What is the maximum acceptable clock skew for a network-connected computer?

https://en.wikipedia.org/wiki/Clock_skew#on_a_network

@evan your poll should include more options less than a minute. I'd personally be comfortable with 10s or so, but I'm pretty sure NTP has no problem keeping drift below 1s, so that should be the table stakes.
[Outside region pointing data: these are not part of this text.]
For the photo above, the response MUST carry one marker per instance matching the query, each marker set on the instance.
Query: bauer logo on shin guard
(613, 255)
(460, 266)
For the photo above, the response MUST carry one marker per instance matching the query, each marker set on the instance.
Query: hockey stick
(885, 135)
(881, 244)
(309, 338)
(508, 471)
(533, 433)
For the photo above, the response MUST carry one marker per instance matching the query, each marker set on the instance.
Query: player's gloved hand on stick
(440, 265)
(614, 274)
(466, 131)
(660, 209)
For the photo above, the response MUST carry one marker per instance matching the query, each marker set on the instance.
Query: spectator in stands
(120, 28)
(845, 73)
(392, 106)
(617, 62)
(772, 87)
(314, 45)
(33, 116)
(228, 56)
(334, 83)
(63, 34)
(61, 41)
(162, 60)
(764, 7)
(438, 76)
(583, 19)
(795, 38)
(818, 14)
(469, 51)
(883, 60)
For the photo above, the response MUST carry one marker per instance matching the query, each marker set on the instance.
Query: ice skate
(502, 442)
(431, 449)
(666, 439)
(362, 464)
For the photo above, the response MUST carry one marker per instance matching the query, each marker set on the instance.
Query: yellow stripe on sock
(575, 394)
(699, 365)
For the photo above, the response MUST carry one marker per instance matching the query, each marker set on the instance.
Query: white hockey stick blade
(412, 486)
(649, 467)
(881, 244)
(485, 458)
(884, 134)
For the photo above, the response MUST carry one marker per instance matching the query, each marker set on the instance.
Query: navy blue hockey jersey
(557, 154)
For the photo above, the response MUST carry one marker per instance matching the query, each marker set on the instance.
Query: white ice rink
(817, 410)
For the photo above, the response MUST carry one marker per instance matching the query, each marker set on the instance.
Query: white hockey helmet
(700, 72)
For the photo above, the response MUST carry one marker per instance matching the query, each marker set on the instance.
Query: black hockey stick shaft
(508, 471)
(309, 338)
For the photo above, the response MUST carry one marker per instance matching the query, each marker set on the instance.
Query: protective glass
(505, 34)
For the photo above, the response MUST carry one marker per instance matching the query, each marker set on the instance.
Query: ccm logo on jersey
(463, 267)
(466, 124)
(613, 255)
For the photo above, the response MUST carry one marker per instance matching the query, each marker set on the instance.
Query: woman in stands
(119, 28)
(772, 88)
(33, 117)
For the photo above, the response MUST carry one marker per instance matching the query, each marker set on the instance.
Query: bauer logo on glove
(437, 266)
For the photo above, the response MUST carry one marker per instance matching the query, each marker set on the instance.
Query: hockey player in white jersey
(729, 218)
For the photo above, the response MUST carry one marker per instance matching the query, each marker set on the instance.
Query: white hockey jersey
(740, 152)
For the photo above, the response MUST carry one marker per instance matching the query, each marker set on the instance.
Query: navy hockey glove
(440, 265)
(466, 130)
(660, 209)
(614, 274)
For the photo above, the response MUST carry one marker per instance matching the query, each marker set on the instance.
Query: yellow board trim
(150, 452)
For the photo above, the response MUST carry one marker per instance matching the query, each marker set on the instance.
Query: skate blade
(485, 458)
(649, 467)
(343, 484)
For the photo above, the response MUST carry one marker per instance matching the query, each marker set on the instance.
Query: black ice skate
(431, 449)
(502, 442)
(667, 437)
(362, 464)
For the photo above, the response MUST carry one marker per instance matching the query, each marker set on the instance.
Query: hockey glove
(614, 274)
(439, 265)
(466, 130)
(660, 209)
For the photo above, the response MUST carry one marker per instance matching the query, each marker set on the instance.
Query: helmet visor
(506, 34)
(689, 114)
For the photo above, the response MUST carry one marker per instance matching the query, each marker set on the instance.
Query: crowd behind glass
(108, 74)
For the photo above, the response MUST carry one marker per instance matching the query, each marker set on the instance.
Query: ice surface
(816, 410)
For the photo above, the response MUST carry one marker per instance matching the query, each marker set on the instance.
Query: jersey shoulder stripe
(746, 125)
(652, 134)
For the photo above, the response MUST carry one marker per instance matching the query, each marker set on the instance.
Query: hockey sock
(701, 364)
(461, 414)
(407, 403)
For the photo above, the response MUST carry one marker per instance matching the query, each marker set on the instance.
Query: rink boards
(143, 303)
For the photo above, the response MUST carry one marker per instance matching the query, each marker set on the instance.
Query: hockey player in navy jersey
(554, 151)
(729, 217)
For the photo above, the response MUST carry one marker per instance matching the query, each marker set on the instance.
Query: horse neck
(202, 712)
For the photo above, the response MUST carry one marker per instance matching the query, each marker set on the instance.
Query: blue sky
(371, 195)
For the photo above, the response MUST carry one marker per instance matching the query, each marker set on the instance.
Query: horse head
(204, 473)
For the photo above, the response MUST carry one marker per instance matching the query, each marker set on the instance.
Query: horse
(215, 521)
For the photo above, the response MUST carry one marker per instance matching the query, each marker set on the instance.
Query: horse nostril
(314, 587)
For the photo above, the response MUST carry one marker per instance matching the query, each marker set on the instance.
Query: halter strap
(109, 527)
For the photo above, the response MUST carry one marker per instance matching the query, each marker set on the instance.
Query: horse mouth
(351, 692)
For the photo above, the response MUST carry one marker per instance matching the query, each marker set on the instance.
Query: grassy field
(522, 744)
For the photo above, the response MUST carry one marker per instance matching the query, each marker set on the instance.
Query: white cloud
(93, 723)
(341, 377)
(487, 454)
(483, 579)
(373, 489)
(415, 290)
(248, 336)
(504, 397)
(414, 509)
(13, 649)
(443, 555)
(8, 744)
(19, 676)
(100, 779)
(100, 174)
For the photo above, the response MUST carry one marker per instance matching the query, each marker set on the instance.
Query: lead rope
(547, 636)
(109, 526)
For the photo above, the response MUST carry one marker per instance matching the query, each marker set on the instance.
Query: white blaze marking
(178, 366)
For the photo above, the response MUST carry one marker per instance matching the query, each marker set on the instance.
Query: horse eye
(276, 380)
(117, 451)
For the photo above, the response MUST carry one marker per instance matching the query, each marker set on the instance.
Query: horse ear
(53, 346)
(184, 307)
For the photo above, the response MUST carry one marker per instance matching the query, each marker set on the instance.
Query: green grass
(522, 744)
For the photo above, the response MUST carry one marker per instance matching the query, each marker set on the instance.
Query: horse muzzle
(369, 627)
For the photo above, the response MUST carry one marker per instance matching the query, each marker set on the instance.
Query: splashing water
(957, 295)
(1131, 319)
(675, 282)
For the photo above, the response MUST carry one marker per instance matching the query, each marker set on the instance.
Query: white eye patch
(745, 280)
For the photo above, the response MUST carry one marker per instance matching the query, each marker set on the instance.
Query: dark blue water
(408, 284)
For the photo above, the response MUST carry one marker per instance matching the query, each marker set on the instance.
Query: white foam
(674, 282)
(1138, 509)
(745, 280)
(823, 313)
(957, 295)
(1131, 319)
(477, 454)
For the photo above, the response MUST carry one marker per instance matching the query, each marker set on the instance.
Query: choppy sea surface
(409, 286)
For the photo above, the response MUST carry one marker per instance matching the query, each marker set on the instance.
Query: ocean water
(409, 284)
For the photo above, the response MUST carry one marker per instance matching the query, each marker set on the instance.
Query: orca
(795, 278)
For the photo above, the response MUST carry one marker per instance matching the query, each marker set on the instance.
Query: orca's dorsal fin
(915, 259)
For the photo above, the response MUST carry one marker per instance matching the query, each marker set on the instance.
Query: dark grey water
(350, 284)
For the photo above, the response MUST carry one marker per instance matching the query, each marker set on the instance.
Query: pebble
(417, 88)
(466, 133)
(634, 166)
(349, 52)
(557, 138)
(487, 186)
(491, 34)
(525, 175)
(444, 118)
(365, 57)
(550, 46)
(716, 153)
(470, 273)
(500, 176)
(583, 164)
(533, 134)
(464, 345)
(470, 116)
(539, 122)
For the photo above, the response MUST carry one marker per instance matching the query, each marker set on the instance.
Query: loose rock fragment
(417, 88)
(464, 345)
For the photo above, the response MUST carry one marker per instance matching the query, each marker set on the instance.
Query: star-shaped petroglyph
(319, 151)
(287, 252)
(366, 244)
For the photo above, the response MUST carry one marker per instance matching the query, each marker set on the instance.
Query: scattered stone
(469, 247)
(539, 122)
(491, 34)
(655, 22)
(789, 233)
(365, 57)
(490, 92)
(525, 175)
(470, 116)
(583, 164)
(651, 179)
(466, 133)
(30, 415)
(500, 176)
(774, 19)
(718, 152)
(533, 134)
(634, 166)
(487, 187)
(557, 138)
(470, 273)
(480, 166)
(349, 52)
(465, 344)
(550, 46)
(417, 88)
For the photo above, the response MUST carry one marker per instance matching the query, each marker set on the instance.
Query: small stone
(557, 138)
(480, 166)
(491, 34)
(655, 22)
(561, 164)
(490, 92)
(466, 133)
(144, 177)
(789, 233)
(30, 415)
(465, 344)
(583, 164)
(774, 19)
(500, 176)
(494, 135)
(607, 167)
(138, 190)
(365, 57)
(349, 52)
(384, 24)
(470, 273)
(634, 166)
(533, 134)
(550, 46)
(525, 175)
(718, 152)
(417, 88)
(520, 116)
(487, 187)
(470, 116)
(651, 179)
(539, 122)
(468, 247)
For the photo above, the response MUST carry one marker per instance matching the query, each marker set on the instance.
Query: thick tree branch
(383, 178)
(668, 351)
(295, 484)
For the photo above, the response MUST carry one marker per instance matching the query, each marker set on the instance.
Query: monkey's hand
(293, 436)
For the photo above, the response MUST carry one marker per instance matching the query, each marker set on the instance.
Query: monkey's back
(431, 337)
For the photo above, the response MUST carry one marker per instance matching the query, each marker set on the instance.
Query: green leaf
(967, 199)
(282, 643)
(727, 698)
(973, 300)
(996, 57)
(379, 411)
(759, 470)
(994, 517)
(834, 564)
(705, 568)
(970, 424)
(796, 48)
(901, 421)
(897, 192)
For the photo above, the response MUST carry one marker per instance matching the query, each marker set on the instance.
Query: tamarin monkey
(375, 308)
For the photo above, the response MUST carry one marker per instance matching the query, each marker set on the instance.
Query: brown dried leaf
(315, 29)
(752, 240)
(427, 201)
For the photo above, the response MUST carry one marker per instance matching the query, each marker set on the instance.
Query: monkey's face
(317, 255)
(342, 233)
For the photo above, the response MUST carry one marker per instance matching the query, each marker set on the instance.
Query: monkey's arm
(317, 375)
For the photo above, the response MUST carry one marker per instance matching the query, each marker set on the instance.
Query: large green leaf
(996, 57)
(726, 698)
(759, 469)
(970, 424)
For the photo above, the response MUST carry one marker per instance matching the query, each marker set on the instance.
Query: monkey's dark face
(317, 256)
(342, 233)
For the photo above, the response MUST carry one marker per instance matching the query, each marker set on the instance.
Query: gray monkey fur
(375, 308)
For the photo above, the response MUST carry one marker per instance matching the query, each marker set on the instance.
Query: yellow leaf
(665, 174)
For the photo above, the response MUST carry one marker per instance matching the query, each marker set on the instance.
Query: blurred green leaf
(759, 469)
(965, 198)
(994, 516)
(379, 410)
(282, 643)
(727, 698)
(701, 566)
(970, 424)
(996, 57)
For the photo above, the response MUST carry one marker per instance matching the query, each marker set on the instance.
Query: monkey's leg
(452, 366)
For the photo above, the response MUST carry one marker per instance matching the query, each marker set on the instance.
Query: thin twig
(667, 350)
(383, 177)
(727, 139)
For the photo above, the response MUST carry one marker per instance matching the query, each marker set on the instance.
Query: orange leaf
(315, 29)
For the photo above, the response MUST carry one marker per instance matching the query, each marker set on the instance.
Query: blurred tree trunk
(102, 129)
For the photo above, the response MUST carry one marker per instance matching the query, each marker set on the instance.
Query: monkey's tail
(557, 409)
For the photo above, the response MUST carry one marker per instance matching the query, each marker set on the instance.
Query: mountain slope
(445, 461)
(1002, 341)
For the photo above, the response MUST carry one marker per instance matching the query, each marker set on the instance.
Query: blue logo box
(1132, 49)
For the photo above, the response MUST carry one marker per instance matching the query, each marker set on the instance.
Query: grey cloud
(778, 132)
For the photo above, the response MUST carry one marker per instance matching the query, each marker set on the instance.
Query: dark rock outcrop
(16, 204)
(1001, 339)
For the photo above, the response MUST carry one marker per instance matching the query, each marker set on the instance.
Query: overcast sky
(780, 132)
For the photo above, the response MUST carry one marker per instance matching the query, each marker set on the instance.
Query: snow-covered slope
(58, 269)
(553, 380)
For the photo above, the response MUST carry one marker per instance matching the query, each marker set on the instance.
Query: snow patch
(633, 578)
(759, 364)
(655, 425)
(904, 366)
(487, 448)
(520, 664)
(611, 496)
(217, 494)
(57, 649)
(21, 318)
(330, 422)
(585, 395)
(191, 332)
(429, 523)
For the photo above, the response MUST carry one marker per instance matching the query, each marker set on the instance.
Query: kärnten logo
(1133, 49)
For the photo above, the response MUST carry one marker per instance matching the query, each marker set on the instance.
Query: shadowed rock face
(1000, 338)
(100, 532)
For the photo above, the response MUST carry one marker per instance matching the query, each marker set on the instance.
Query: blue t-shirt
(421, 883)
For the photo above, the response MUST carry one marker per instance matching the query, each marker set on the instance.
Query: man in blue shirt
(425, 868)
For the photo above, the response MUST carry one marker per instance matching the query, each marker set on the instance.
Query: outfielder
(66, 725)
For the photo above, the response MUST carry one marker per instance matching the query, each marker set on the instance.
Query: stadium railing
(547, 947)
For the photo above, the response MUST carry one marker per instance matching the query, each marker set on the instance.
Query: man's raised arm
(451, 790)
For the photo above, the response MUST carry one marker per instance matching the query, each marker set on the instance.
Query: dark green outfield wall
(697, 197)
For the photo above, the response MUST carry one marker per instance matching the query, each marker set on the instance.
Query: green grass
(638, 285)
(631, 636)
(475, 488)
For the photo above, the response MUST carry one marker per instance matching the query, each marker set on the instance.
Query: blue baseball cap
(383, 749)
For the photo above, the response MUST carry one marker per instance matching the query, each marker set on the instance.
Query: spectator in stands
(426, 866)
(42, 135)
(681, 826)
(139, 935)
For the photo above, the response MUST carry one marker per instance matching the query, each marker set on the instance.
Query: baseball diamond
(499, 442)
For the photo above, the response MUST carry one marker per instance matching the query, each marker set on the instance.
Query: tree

The real question is how many folks expect drift in the 10s of milliseconds.

@cscott You should do a poll!

@cscott @evan Fully agree - my knock-off Casio F-91W loses only a couple of seconds every day, so any drift greater than a second on a network-connected machine would be entering the 'defective' realm in my determination.

@evan If you're running an IRC server, less than a second. (IRC relies on timestamps for resolving nick/channel collisions when a server connects, so it's important for clocks to be synchronized.)

@evan the default clock skew allowed on the kerberos authentication system is 5 minutes so I've always used that as my target.

@evan It depends!

@davep you monster

@evan 10-15 years ago I might have said 1m, but today <1s is perfectly achievable, and expected in most cases.

@SecurityWriter @evan Yeah, I don't get why computer clocks would ever need to be off by more than a few seconds in a networked environment capable of connecting to time servers. Some larger networks will even host their own service in house in order to keep the clocks of computers across their enterprise very tightly synced for log analysis reasons.

@Infoseepage @evan it’s also not unusual for secure environments to rotate their time by 10-20s to cause issues for unknown devices joining the network.

On of my clients has 4 sites 2000 miles from each other with NTP via satellite and they’re like half a second out across the board, and typically external NTP isn’t what you’d want in most cases.

Thanks to everyone. I'd say 1 minute or less.

I have been doing some evaluation of HTTP Signature implementations on the Fediverse, and I've seen tolerance of time differences in HTTP requests of 5 minutes, 30 minutes, or more than an hour.

I think some tolerance here is pretty low-risk, and the downside of rejecting activities based on clock skew is high, but I still find it funny. The SocialCG guideline is 1 hour + a few minutes:

https://swicg.github.io/activitypub-http-signature/#how-to-verify-a-signature

@evan As I said, it depends. If whatever your internet connected computer is doing doesn't rely on accurate time, it's not an issue.